A Season of Questions

Another Monday, another busy week.

Although the beginning of the week often sends people in a tailspin, I’ve been fortunate this year to have a wide number of easy Mondays to contend with. Many of which involve sleeping in, cozying up with coffee and a book, and mapping out the rest of the week in my planner. This Monday has been no different, in terms of activities, but I’ve found myself coming to a revelation that was much needed.

It began when I finished reading The Magnolia Story, Chip and Joanna Gaines’ first book that recounts the journey of their life together. I found it to be a pleasant and easy read when I started it the other day, and by the end of the book, I found their words to be truly inspiring–and a bit eye opening. Chapter thirteen, Surviving or Thriving, turned out to be just what I needed for this particular season of my life.


Mike and I moved into our new apartment in Pasadena about five weeks ago. Since then, we’ve been pretty busy with work, errands, family get-togethers, and our wedding venue search that we haven’t spent a great deal of time turning our apartment into a home. Most of our belongings are still in boxes scattered around the apartment! And the more I look at how much unpacking we have left to do, the more discouraged I become towards this apartment.

Although we haven’t made progress with unpacking, I’ve been dedicating an hour a day to finding inspiration on Pinterest for how we want to design our new space. Now that we’ve moved to a new city, it seems fitting that our home should look “new” too. Most of our furniture in our San Diego home were hand-me-down pieces from my parents, Mike’s parents, or Good Will. So when we packed up the old place, we decided to sell most of that furniture so we could purchase pieces for this apartment, pieces that we would pick out together to be “ours.”

This process has drained me, mentally, physically, and emotionally.  Mike and I have joked a lot lately that we are on a string of no-hitters; every time we drive around town to a store, hoping to find a particular item to add to our apartment, we walk out finding nothing. Sometimes the problem is not finding things that suit our current taste. Other times, we just can’t seem to find items that fit into our budget. The struggle to find things we need–a sofa and chair, a TV unit, night stands, bookcases–has been difficult due to not having thousands of dollars to shell out at once. I’ll spend hours a day combing through the sale section of most furniture sites and come away having found nothing that works for us. Even more discouraging!

So this morning, as I read on the couch and tried to escape responsibility for a few more hours, I came across this part of chapter thirteen, from Joanna’s perspective, that really struck a chord with me:

So what if my house wasn’t perfect?

It was perfect just the way it was.

I realized that my determination to make things perfect meant I was chasing an empty obsession all day long. Nothing was ever going to be perfect the way I had envisioned it in the past… It all came down to a mind shift in which I asked myself, “What am I going for in life?” Was it to achieve somebody else’s idea of what a perfect home should look like? Or was it to live fully in the perfection of the home and family I have?

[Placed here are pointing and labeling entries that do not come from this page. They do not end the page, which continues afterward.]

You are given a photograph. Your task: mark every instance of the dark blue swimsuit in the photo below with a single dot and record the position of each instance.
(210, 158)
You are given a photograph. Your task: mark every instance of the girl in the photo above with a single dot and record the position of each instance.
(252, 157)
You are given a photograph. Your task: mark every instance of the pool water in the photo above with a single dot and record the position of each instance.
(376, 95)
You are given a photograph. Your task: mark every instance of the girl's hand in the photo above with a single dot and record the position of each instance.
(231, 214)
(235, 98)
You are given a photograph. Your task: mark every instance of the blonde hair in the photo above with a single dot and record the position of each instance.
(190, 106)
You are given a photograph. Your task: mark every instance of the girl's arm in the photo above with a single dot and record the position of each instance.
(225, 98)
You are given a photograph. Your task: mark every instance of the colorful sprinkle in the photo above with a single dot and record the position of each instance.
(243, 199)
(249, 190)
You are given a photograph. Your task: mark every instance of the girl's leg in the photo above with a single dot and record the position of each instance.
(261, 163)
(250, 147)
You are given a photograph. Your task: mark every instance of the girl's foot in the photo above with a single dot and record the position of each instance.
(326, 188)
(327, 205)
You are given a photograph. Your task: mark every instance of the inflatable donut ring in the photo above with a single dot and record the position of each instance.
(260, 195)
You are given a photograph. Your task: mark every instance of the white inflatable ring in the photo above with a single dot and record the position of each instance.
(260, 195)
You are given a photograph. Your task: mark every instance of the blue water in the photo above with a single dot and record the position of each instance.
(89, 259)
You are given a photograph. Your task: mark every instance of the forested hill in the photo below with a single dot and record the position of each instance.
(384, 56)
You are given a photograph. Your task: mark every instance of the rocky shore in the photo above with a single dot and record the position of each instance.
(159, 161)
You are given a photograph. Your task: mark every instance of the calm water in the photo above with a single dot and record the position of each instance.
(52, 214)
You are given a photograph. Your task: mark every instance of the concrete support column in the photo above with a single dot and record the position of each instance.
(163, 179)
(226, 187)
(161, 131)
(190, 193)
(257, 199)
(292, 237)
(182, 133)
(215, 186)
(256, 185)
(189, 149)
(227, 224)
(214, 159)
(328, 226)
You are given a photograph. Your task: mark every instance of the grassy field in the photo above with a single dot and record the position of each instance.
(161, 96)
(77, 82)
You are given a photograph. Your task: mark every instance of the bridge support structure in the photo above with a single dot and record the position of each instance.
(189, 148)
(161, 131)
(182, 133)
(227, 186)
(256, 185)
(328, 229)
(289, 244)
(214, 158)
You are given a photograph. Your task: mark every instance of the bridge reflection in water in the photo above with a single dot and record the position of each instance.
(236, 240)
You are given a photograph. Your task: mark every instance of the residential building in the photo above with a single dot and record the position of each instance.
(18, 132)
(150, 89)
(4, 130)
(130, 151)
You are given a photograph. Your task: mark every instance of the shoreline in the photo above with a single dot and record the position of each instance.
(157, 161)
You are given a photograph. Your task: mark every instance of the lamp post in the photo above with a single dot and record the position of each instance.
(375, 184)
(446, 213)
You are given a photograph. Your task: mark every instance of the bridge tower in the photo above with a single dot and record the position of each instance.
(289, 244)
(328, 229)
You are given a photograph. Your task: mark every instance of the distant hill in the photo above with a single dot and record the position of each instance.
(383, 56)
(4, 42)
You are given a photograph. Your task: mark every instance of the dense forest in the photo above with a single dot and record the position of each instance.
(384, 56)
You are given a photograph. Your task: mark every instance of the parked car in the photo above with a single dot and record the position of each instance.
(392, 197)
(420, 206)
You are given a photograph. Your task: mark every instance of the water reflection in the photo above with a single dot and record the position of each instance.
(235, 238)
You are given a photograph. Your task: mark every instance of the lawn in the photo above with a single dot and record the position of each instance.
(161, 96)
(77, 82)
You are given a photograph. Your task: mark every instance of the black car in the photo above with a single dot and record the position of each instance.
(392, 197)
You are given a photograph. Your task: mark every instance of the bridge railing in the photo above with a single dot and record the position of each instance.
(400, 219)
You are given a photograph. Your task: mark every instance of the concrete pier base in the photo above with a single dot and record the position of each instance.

This. This is what I needed to read during this season of my life full of questions, doubts, and concerns about quickly creating the perfect space for our new home. I needed clarity, a moment to find sight of what truly matters. I’ve been so busy focusing on what our future will look like in Pasadena that I haven’t taken the time to appreciate the present. To take in what we have accomplished and the roads that have led us to where we are now.

From this moment forward, I’m making it my goal to stop stressing about this perfect vision I have in my head of our home and our life. Instead, I’m going to enjoy the mishaps and frustrations, as they’ll make the successes feel more rewarding. Will I make good on this goal? Not always. I’m sure they’ll be times when I’m stressing again over my own high expectations, but I will have this post to help keep me centered.

In the end, I’m not just trying to create a visually perfect place for Michael and me to live. I’m trying to create memories of home, imperfections and all, that will last us throughout our life together. Because that will be our story someday.